This is not a duplicate of Can a finitely generated group have infinitely many torsion elements?
There he asks specifically about FC-groups.
Is a finitely generated torsion group finite in general?
Using Dietzmann's lemma allows you to prove this for FC-groups:
Dietzmann's lemma says:
Let G be a torsion group, and M a normal finite subset of G.
Then $\langle M \rangle $ (the subgroup generated by M) is finite.
Now for a finitely generated group G, we take M to be the set of generators.
Then it is finite, but is it normal?
If G is an FC-group then we know every generator in M has a finite conjugacy class (by definition of an "FC group").
And taking the union of the conjugacy classes of the generators gives us a finite union of finite sets, which is finite, and this set is normal because conjugating any element will take us to another element in its conjugacy class which is also in the set.
My question is if there is a way to prove this without the FC-group requirement.

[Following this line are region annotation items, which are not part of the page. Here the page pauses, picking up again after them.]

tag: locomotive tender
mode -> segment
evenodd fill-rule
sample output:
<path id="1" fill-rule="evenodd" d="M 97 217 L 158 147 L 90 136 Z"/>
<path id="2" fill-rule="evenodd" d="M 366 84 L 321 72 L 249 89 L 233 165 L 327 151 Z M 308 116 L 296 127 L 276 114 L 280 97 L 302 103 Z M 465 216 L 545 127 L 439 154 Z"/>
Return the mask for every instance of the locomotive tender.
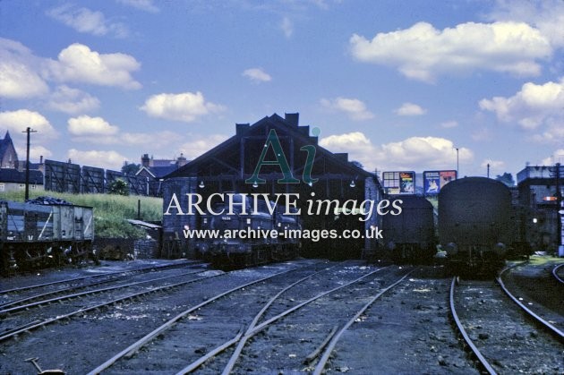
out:
<path id="1" fill-rule="evenodd" d="M 230 208 L 228 203 L 219 202 L 210 210 L 225 211 L 223 214 L 206 212 L 200 217 L 201 230 L 209 234 L 216 231 L 218 234 L 217 238 L 197 242 L 196 249 L 204 259 L 218 267 L 246 267 L 298 256 L 300 240 L 289 235 L 301 229 L 295 209 L 286 212 L 287 208 L 262 200 L 254 209 L 244 213 L 243 207 L 251 207 L 252 198 L 235 197 L 235 204 Z M 235 215 L 227 215 L 230 210 Z M 276 234 L 272 235 L 273 233 Z M 226 235 L 228 234 L 233 235 Z"/>
<path id="2" fill-rule="evenodd" d="M 91 207 L 0 200 L 0 274 L 76 262 L 93 240 Z"/>
<path id="3" fill-rule="evenodd" d="M 465 177 L 439 192 L 439 240 L 453 272 L 491 274 L 513 241 L 511 192 L 485 177 Z"/>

Or better yet, specify what is the required and sufficient condition for G to be finite assuming G is finitely generated and a torsio group.
Some remarks:
In the question I linked to someone specifies that the infinite dihedral group represented by $\langle a,b : a^2 = b^2 = 1\rangle$ is finitely generated but not finite, $a$ and $b$ are torsion elements, but IMO the group is not a torsion group \ so this does not disprove what I am trying to prove.
EDIT:
A correct answer was provided but I will leave the question open a bit in case someone knows a necessary and sufficient condition on G for it to be finite.
Best Answer
No. This is the General Burnside Problem -- must a finitely generated periodic (this is what you call "torsion": every element has finite order) group be finite? -- to which a negative answer was given by Golod and Shafarevich in 1964. Please see the linked article for more information.